2009 Portland GSA Annual Meeting (18-21 October 2009)

Paper No. 31
Presentation Time: 9:00 AM-6:00 PM

GRANITIC ADAKITE PLUTONS AND BIMODAL VOLCANISM IN A COLLISIONAL TERRANE SUTURE ZONE, NORTHERN TALKEETNA MOUNTAINS, ALASKA


COLE, Ronald B., Department of Geology, Allegheny College, 520 N. Main Street, Meadville, PA 16335, STEWART, Brian W., Department of Geology & Planetary Science, University of Pittsburgh, Pittsburgh, PA 15260 and LAYER, Paul, Department of Geology and Geophysics, Univ of Alaska Fairbanks, Fairbanks, AK 99701, ron.cole@allegheny.edu

Large plutons and 100’s of m of volcanic rocks intrude and overlie the suture zone of the Wrangellia composite terrane in the northern Talkeetna Mountains. The plutons (tens km2 in size) range from granodiorite to granite, are peraluminous, are transitional between volcanic arc and collisional granites, and exhibit adakite characteristics (heavy rare earth element depletion; high Sr/Y = 20-73). The volcanic rocks are bimodal; one end-member is basalt-andesite (48 to 62% SiO2) and the other is rhyolite (>72% SiO2). There is a distinct absence of dacite. The basalt-andesite set is comagmatic and exhibits high TiO2 (>1.5%), within-plate geochemical affinity, and Nd-Sr isotope ratios in the range between E-MORB and OIB (87Sr/86Sr (T) = 0.7033 to 0.7049; epsilon Nd (T) = 7.2 to 1.9). The rhyolites did not evolve directly from the mafic-intermediate magmas. Isotope data on one rhyolite sample (87Sr/86Sr (T) = 0.7036 and epsilon Nd (T) = 2.5) falls within the range of the mafic samples but trace element data are not consistent with simple fractional crystallization models for the origin of the rhyolites. Our 40Ar/39Ar ages for these rocks are 62.7 to 54.6 Ma for the granitic adakites, 56.0 to 53.5 Ma for basalts-andesites, and 54.9 to 49.5 Ma for rhyolites.

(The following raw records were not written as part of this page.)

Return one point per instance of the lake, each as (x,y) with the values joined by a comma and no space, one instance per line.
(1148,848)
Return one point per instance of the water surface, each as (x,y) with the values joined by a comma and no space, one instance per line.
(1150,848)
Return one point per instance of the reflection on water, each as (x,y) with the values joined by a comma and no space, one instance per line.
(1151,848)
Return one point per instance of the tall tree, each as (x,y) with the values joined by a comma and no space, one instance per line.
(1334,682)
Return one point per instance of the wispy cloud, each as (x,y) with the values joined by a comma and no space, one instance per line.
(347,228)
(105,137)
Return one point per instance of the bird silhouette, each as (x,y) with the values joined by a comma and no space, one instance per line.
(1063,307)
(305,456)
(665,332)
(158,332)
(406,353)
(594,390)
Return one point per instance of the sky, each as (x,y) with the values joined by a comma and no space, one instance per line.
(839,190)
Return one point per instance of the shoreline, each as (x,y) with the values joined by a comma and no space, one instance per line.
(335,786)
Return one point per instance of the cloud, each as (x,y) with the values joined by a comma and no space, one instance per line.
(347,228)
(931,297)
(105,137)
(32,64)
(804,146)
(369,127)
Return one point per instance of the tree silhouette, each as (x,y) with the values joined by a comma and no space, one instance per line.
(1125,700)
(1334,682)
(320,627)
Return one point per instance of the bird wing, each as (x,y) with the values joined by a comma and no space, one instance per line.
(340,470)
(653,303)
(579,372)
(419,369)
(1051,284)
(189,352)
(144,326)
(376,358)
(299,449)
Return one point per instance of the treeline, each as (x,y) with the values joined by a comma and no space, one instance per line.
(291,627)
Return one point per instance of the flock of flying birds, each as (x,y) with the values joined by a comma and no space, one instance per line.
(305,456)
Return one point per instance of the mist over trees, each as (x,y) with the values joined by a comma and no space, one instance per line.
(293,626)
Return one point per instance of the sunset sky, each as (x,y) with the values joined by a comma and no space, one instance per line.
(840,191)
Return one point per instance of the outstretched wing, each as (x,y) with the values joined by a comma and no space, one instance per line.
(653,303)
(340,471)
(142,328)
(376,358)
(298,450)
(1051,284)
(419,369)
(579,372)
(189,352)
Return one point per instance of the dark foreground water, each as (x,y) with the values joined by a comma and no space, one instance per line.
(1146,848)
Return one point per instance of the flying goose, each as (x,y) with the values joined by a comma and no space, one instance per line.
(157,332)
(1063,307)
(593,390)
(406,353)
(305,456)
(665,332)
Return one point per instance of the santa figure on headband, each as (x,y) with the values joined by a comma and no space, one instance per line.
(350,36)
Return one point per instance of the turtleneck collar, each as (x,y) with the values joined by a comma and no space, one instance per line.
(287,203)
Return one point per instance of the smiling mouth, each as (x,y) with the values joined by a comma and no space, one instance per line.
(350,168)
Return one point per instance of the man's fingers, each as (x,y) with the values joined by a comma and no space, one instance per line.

The adakite-like plutons likely formed by partial melting of mid-crustal garnet-bearing meta-flysch in the suture zone. This required increased heat flow at ~62-63 Ma at the end of terrane accretion. High heat flow could have occurred by delamination of lithospheric mantle, slab break-off, and/or spreading ridge subduction. In each case, upwelling asthenospheric mantle would raise the geothermal gradient beneath the suture zone. The basalt magmas formed at ~56 Ma as partial melts from this asthenospheric mantle and/or from a residual subduction-related mantle wedge and evolved by AFC processes to form andesite. Isotope data indicate that the mantle was in the range of E-MORB and OIB-type mantle end-members. The rhyolites formed last, largely as anatectic melts of upper-crustal suture zone flysch. Our data indicate that, collectively, these suture zone magmas were not formed above an actively dehydrating subducted slab but are consistent with a transition from calc-alkaline subduction magmatism to magmatism that is more typical of intraplate tectonic settings.